In the city, the population was spread out, with 23.7% under the age of 18, 6.1% from 18 to 24, 24.8% from 25 to 44, 24.8% from 45 to 64, and 20.7% who were 65 years of age or older. The median age was 42 years. For every 100 females, there were 80.6 males. For every 100 females age 18 and over, there were 75.3 males.

The median income for a household in the city was $19,886, and the median income for a family was $27,000. Males had a median income of $20,500 versus $16,250 for females. The per capita income for the city was $11,577. About 17.0% of families and 30.7% of the population were below the poverty line, including 53.3% of those under age 18 and 18.6% of those age 65 or over.

==Geography==
Fisk is located in the flatlands of southeast Missouri on the west bank of the St.
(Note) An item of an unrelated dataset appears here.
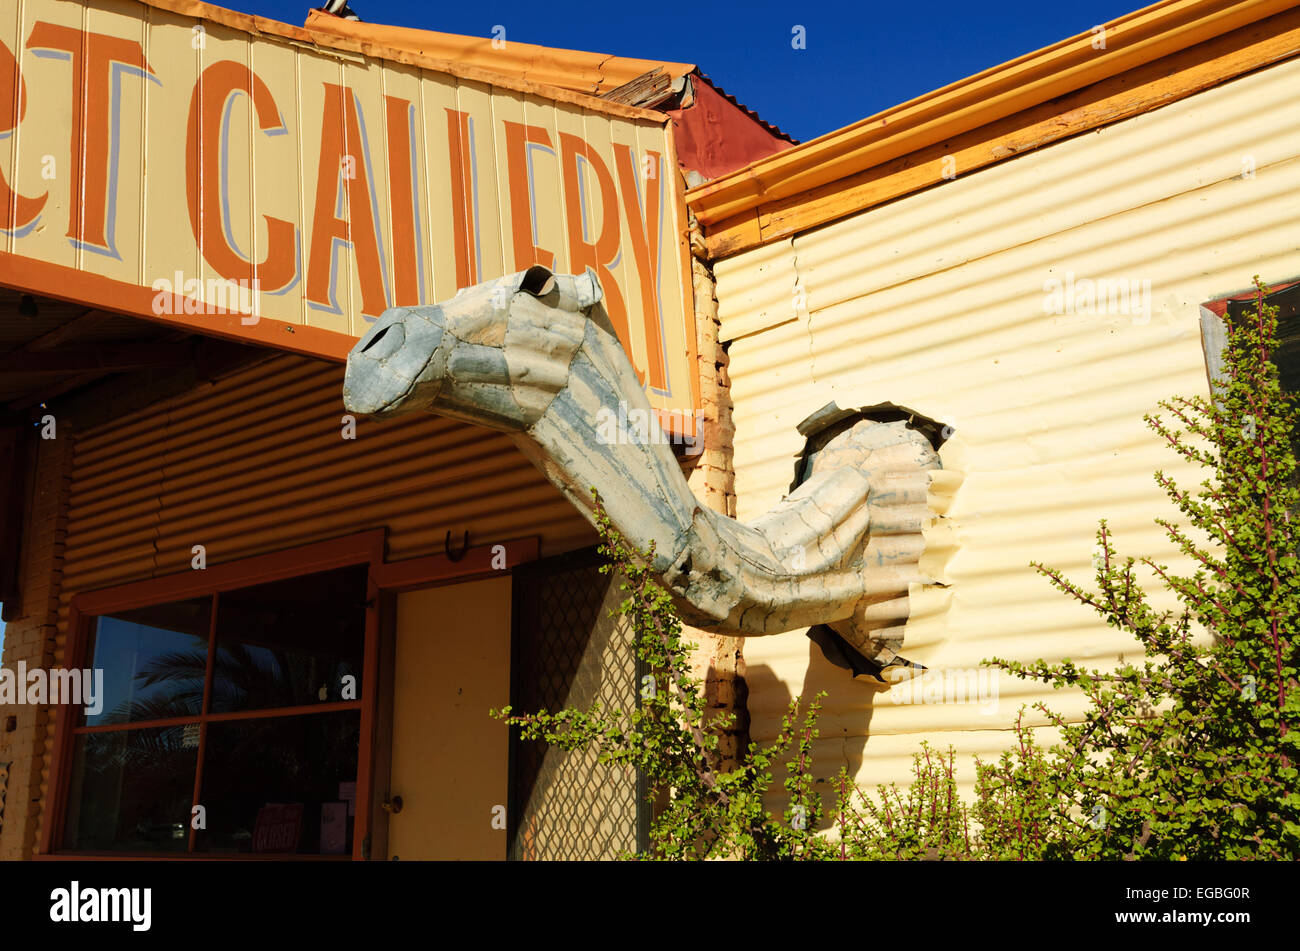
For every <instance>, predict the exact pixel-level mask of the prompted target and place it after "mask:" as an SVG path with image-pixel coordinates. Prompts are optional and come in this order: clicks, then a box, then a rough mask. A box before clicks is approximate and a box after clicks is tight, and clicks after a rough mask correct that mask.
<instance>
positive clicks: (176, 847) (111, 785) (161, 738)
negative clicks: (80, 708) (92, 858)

Francis River approximately midway between Poplar Bluff and Dexter.

According to the United States Census Bureau, the city has a total area of 0.33 sqmi, of which 0.32 sqmi is land and 0.01 sqmi is water.

===Climate===
Climate is characterized by relatively high temperatures and evenly distributed precipitation throughout the year. The Köppen Climate Classification subtype for this climate is "Cfa" (Humid Subtropical Climate).
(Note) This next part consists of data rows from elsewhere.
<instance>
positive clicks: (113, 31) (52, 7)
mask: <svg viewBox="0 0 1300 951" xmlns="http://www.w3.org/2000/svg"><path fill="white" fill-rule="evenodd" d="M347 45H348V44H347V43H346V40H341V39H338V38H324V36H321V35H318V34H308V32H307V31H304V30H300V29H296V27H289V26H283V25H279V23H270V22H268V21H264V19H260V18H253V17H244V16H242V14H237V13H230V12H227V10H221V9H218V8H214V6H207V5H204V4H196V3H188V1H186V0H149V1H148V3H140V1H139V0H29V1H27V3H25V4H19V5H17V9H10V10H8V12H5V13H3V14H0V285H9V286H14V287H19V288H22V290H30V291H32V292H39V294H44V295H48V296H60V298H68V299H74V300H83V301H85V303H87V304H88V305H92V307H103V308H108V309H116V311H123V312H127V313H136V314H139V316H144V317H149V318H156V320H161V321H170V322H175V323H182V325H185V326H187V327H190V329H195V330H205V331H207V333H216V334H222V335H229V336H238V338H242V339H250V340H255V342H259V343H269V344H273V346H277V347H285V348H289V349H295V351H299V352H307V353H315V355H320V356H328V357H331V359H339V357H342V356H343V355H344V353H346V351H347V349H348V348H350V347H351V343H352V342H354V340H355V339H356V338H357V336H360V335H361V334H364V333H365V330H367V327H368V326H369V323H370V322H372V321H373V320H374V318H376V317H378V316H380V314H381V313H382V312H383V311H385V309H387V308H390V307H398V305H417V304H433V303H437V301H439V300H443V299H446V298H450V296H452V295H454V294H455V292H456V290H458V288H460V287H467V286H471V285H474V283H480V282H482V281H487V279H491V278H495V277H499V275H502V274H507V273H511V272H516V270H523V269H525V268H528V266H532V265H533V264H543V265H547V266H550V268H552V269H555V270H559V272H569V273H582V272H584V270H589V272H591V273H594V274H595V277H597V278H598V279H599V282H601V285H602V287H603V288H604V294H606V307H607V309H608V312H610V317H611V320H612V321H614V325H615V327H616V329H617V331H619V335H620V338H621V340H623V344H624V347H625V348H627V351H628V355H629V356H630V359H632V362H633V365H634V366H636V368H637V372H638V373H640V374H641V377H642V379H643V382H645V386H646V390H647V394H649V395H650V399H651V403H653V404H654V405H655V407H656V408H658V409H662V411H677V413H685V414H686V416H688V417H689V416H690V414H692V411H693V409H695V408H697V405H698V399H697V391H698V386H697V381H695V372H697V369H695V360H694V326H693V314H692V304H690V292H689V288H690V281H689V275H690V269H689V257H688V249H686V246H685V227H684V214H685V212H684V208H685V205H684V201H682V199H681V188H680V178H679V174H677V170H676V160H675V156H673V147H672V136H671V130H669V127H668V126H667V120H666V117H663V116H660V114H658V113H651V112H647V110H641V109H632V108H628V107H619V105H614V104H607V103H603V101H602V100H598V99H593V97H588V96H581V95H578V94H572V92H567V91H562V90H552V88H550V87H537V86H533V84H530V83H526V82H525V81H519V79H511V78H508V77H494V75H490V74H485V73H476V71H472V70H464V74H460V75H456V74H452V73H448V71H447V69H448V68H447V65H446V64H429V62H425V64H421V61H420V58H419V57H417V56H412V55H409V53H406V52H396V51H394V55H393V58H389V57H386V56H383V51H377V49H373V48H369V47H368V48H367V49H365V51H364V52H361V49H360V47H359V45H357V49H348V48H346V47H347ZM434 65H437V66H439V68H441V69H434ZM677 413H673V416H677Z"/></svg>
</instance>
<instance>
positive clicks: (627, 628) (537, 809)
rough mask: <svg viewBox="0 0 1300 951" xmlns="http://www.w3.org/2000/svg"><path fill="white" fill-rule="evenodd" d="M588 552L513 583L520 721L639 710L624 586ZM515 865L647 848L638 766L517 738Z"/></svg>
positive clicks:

Climate data for Fisk, Missouri
| Month | Jan | Feb | Mar | Apr | May | Jun | Jul | Aug | Sep | Oct | Nov | Dec | Year |
| Mean daily maximum °C (°F) | 21 (70) | 7 (45) | 10 (50) | 16 (60) | 22 (71) | 26 (79) | 31 (88) | 33 (91) | 32 (90) | 29 (84) | 23 (73) | 15 (59) | 22 (72) |
| Mean daily minimum °C (°F) | −4 (25) | −2 (29) | 3 (37) | 8 (47) | 13 (56) | 18 (64) | 20 (68) | 19 (66) | 15 (59) | 8 (47) | 2 (36) | −2 (28) | 8 (47) |
| Average precipitation mm (inches) | 91 (3.6) | 79 (3.1) | 120 (4.7) | 120 (4.6) | 120 (4.7) | 100 (4) | 91 (3.6) | 89 (3.5) | 91 (3.6) | 84 (3.3) | 100 (4) | 99 (3.9) | 1,184 (46.6) |
| Average precipitation days | 8 | 7 | 9 | 10 | 10 | 8 | 7 | 7 | 7 | 7 | 8 | 8 | 96 |
Source: Weatherbase

==Education==
Twin Rivers R-X School District serves the community and operates the Fisk School as well as Twin Rivers High School in Broseley.

Fisk has a lending library, the Fisk Community Library.